As Twitch have made their stance on the issue clear, in a vague manner the onus is on the tournament organisers and content creators to make the next move. Do they wilfully submit to Twitch’s ban on skin gambling? Do we find another way to fund the community and events that we hold dear? Is there an alternative? The first thought of many might be the recent streaming service contention.
The likes of the new Kick.com streaming site have been more lenient when it comes to the issues of gambling. Allowing hot tub streaming and betting content to continue with the option to disable its visibility on your profile.
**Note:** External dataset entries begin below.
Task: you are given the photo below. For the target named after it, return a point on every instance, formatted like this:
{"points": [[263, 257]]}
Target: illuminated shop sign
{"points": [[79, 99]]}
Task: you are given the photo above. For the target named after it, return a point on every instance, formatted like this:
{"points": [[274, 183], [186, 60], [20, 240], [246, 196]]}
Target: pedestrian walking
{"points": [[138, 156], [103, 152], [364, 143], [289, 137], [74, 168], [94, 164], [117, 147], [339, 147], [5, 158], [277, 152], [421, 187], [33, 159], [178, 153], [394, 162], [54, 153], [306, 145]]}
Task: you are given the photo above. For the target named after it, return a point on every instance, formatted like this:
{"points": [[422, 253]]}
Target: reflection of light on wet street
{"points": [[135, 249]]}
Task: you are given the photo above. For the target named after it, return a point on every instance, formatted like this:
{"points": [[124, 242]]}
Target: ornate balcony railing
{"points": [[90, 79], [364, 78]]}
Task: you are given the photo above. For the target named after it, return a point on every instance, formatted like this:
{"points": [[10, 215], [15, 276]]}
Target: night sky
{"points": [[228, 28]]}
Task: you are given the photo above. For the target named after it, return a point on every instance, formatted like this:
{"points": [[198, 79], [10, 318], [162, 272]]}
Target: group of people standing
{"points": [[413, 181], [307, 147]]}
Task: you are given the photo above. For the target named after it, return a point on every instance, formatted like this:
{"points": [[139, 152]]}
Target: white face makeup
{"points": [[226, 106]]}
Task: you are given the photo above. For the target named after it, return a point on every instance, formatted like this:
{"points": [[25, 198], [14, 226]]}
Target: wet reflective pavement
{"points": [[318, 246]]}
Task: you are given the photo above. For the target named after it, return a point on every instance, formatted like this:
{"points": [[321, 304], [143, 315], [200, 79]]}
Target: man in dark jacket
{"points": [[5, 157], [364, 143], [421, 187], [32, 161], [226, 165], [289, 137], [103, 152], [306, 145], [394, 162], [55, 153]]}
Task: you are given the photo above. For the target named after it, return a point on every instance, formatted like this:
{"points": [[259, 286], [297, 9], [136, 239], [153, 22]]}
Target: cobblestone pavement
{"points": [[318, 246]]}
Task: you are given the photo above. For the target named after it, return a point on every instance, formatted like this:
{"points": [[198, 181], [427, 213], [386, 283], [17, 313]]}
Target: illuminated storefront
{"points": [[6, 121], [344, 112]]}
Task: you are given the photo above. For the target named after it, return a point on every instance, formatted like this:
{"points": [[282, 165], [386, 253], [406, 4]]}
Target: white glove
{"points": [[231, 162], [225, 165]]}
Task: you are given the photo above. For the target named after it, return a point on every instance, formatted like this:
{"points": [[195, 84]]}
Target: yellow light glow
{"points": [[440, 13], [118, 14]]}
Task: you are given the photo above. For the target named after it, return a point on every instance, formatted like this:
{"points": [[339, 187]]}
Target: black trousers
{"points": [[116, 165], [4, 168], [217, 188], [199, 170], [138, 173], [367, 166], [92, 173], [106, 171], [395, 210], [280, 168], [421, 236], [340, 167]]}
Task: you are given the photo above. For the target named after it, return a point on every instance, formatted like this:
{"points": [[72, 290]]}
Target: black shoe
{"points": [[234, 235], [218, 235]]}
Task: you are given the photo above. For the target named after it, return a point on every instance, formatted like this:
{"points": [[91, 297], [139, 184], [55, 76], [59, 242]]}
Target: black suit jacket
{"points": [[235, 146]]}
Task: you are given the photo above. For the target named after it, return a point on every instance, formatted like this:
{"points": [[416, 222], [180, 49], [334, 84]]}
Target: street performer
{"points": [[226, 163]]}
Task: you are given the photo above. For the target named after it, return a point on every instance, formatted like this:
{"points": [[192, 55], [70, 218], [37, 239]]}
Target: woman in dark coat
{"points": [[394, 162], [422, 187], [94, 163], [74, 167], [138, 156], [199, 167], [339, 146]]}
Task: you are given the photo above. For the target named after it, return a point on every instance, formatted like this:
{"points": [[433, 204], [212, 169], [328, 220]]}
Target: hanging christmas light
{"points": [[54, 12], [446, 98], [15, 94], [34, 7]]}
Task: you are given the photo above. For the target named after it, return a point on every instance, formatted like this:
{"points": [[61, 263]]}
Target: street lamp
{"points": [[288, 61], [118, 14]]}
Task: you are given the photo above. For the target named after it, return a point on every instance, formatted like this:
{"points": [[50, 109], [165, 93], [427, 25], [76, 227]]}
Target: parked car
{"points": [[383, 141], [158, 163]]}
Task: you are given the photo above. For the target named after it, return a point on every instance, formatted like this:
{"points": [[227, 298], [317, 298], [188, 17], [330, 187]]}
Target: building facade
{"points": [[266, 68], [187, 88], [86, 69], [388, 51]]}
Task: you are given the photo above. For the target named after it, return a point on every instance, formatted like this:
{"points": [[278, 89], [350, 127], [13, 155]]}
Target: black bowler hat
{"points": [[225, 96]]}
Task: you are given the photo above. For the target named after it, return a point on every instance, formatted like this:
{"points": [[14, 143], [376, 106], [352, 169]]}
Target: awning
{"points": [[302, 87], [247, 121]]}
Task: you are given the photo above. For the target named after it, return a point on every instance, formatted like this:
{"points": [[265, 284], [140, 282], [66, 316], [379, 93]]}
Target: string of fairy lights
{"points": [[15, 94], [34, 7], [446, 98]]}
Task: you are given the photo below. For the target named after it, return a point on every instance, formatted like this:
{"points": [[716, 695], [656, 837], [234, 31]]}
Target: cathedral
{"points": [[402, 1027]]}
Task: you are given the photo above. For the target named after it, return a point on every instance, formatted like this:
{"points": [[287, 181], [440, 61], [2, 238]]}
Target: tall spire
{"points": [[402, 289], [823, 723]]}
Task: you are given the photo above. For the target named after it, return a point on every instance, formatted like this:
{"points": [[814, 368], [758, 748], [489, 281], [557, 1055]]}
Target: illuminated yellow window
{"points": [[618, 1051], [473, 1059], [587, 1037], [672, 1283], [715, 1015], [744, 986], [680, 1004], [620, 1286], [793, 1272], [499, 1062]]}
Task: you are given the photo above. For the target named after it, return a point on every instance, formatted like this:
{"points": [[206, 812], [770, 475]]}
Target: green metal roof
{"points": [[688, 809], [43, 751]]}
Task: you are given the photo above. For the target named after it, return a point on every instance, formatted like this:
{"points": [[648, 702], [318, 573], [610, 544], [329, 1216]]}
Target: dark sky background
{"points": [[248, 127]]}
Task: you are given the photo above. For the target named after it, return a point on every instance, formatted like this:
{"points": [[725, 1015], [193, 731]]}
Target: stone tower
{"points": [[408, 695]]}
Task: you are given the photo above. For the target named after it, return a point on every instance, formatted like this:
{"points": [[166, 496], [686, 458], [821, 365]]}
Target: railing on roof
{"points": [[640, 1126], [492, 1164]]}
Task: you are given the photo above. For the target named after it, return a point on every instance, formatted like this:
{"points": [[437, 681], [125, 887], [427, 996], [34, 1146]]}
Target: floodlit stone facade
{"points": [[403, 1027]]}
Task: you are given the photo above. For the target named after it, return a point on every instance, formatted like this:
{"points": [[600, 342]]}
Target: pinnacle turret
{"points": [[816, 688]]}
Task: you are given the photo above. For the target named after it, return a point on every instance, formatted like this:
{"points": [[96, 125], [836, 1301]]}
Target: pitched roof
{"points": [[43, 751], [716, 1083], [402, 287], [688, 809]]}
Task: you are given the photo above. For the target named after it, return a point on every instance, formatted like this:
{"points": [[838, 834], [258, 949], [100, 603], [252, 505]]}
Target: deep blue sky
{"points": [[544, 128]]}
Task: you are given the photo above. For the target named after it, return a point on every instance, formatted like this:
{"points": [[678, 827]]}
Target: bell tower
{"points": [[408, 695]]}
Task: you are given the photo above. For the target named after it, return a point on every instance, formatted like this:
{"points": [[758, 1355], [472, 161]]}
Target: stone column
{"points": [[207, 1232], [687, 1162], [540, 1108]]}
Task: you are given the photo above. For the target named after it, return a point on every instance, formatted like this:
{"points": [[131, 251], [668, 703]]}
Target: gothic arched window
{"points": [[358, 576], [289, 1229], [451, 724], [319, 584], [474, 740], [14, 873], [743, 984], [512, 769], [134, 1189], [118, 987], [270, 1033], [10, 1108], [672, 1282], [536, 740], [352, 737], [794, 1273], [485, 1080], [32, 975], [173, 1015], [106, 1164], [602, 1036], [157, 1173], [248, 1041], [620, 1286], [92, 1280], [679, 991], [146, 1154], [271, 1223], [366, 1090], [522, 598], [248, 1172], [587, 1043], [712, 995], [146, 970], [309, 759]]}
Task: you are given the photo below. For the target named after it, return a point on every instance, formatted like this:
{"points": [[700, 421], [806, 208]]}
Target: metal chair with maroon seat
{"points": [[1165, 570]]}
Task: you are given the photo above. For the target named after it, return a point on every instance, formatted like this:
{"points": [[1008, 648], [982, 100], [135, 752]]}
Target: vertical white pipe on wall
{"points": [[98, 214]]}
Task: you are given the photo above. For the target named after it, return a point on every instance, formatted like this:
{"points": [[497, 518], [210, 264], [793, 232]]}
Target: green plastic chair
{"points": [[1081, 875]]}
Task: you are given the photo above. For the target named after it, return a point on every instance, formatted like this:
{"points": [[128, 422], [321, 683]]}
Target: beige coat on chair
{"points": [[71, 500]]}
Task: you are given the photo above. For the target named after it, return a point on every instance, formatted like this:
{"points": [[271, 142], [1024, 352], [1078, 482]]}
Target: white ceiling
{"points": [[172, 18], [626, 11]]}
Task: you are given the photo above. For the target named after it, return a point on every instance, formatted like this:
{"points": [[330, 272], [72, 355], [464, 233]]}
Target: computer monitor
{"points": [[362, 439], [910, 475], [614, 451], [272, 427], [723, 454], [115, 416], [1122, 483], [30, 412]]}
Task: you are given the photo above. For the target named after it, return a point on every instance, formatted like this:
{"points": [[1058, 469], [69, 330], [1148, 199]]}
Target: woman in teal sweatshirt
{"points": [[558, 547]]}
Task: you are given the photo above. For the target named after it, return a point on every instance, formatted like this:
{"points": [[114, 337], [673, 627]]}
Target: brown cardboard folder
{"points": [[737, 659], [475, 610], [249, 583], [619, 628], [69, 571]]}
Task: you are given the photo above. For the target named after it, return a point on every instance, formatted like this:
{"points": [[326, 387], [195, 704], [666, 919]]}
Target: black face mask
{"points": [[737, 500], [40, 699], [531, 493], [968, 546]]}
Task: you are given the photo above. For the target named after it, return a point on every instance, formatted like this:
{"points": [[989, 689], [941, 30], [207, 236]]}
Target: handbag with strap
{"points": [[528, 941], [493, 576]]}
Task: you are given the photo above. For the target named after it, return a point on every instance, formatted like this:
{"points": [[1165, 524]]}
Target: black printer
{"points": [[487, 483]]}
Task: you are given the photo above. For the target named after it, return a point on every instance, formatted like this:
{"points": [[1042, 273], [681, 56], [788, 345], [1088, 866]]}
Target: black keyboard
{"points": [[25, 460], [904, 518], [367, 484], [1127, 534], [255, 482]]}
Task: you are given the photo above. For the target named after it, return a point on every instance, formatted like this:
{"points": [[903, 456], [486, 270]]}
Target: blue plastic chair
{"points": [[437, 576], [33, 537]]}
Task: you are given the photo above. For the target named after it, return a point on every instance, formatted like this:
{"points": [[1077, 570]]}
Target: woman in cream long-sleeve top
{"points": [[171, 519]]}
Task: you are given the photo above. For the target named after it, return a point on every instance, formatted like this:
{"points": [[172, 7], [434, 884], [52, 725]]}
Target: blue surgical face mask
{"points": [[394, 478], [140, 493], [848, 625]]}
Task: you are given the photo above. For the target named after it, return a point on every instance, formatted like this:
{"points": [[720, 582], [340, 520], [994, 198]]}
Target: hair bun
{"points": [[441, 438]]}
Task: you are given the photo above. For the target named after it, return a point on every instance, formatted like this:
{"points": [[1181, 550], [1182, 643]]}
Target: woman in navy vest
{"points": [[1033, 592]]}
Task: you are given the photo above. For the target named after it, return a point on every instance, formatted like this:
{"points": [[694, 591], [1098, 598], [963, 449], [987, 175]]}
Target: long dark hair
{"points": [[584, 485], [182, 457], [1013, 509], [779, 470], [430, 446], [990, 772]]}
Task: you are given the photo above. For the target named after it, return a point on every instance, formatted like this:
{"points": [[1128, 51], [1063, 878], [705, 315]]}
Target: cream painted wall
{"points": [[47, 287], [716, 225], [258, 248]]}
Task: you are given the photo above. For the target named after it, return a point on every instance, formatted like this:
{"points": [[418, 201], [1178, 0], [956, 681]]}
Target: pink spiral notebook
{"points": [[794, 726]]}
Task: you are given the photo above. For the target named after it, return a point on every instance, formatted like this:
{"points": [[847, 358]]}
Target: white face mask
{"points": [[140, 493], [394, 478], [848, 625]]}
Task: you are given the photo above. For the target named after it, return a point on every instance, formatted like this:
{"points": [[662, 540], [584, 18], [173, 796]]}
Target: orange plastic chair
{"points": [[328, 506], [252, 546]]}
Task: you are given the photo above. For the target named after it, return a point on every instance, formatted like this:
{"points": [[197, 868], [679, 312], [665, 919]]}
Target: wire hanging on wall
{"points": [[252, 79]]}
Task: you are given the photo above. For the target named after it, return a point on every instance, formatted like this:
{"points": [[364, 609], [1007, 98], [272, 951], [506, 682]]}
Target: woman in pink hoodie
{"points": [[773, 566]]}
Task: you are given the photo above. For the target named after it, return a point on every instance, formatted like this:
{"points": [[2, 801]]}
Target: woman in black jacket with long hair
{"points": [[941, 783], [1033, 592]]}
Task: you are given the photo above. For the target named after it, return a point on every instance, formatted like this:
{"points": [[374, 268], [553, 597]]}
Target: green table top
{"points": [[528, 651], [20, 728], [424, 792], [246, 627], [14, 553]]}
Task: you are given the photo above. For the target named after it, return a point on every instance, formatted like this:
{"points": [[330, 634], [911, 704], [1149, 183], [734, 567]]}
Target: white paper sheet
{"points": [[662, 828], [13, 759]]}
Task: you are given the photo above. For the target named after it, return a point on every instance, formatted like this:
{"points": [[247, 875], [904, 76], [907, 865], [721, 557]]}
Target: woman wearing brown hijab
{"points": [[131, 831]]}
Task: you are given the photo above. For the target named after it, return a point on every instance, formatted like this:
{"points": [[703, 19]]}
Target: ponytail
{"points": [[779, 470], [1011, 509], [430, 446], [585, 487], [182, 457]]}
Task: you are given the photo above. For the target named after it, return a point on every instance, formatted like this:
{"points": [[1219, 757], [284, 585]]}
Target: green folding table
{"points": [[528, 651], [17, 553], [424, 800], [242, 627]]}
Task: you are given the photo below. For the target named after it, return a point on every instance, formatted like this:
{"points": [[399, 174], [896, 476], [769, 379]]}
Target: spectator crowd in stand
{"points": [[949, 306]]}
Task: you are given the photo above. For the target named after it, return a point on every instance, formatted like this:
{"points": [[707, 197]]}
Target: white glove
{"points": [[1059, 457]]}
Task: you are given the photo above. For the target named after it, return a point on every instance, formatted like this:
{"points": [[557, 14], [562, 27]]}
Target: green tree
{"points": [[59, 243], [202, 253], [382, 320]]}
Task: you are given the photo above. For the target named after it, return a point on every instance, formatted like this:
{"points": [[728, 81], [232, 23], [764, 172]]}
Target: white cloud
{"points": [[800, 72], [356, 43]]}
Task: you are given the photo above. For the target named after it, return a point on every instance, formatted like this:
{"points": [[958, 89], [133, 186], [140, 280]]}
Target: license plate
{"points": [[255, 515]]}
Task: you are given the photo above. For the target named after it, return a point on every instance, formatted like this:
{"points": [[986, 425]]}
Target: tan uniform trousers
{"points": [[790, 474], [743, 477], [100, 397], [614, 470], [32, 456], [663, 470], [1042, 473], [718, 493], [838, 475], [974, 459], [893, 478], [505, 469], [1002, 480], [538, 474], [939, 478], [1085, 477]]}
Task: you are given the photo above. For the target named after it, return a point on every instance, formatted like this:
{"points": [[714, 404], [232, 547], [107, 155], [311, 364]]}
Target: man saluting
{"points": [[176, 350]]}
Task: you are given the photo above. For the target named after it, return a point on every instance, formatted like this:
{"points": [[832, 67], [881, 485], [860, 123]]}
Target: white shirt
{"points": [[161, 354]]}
This gives the option for a safer browsing experience, for those not of age.
Maybe we can expect a move to an alternative streaming platform for upcoming CSGO and CS2 events. The immediate option that springs to mind would be YouTube. As many events already host streams on YouTube, a total shift wouldn’t be too much of a challenge. For content creators, the quandary is not nearly as complex. If you wish to continue gambling with skins, it’s time to switch platforms.
The Blame Game
The issues around gambling continues to be at the forefront of conversations about the game. It’s something that Valve has made an effort to disassociate from. However, there are two sides to every issue. Valve has caught a lot of flack for allowing it to continue in any capacity. For still having case opening as a feature of its game. But then, as a game with a mature rating, rated at PEGI 18. The expectation is for the user or player to be of age, any younger would be ignoring the age rating and thereby the warning against the content inside.
If you are adhering to the game’s age rating, then you are considered mature enough to be exposed to the violent content included but also to gambling. Perhaps the issue is not necessarily the gambling, but the lack of accountability placed on those allowing underage children to play a mature-rated title.